Leicht dämliche Polizisten lassen eine Überwachungsdrohne über der Hartmann-Villa kreisen; eine hippieske Ex-Kollegin Angelikas stürmt mit einer Meute von Party- und Drogen-Irren zu einer Überraschungsparty zu Ehren des braven Diallo in Wohnzimmer und Garten; Angelika selbst träumt von einem durch IS-Soldaten besetzten München, in dem Frauen beim Bäcker vollverschleiert um Brot anstehen müssen.
Es gibt eine Menge grobschlächtige Scherze und einige bizarre Figuren in diesem Film mit Starbesetzung, in dem Elyas M`Barek einen Arztkollegen von Angelikas Mann spielt, der in seiner Freizeit als Sportlehrer mit jungen Flüchtlingen über die schönsten Isarbrücken joggt. Naturgemäß muss der Heldendarsteller M`Barek auch das Herz und die dicken Lippen von Palina Rojinski erobern.
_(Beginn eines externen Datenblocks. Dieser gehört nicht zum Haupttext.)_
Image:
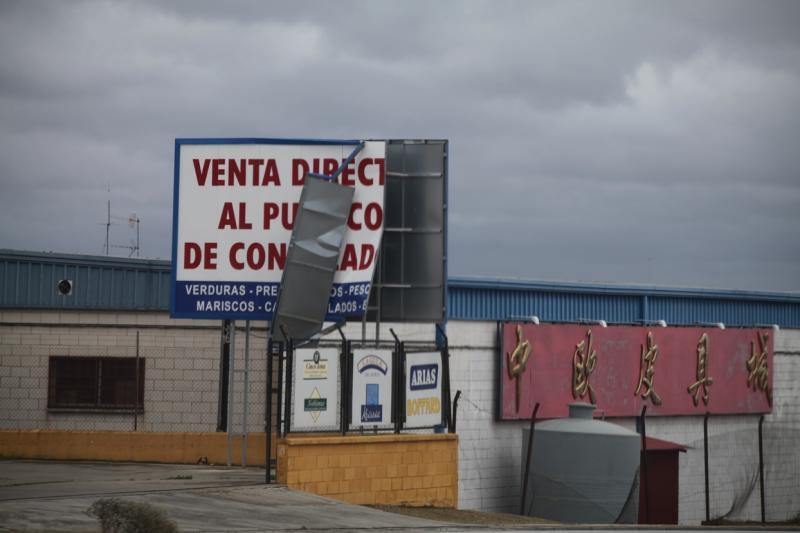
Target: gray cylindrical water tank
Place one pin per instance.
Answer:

Womöglich eines Tages ein historisches Dokument
"Willkommen bei den Hartmanns" ist ein holperiger Film. Das Drehbuch wirkt wie zusammengeschraubt aus bewährten Sketchen und politischen Kabarettnummern. Die stets durchsonnte Kuschelästhetik der Bilder erinnert an Til-Schweiger-Filme wie "Zweiohrküken" und zeigt ein deutsches Paradies wie aus der Fremdenverkehrswerbung: Seems it never rains in Southern Bavaria. Es passt ganz gut zur stets gut gemeinten Konfusion dieses Films, das auf den Plakaten, die ihn ankündigten, zunächst nur fünf der sechs im Bild gezeigten Hauptdarsteller mit Namen genannt wurden, weil man den von Eric Kabongo offenbar nicht prominent genug fand.
Zum Glück aber zeigt der Regisseur Verhoeven inmitten des erst allmählich auf Touren kommenden komödiantischen Irrsinns auch einen beachtlichen Willen zum Realismus. Vor Schulkindern in der Klasse von Angelikas Enkel schildert Diallo sehr eindringlich, wie seine Familie von Boko-Haram-Schlächtern ausgelöscht wurde. In der Asylbewerber-Unterkunft, aus der Diallo ins Haus der Hartmanns geholt wird, ist ein Container mit Hakenkreuzen beschmiert. Vor der Hartmannschen Villa postieren sich Pegida- und Nazi-Nachbarn. Im Lager agitiert einer der Flüchtlinge so lange als Ideologe des islamistischen Terrors, bis er verhaftet wird.
Im großen Durcheinander des Klamauks macht es die Stärke der Komödie "Willkommen bei den Hartmanns" aus, dass sie es mitunter tatsächlich schafft, sowas wie deutsche Zeitgeschichte abzubilden - und einem Massenpublikum den Spiegel vorzuhalten. Es ist nicht immer geschmackvoll, manchmal viel zu schön und manchmal unfassbar schrecklich, was das Publikum da zu sehen bekommt. Meistens aber ist es zum Lachen. Gut möglich, dass sich Schulkinder in einer weniger von Streit vergifteten Zukunft diesen Film mal als historisches Dokument im Geschichtsunterricht ansehen werden.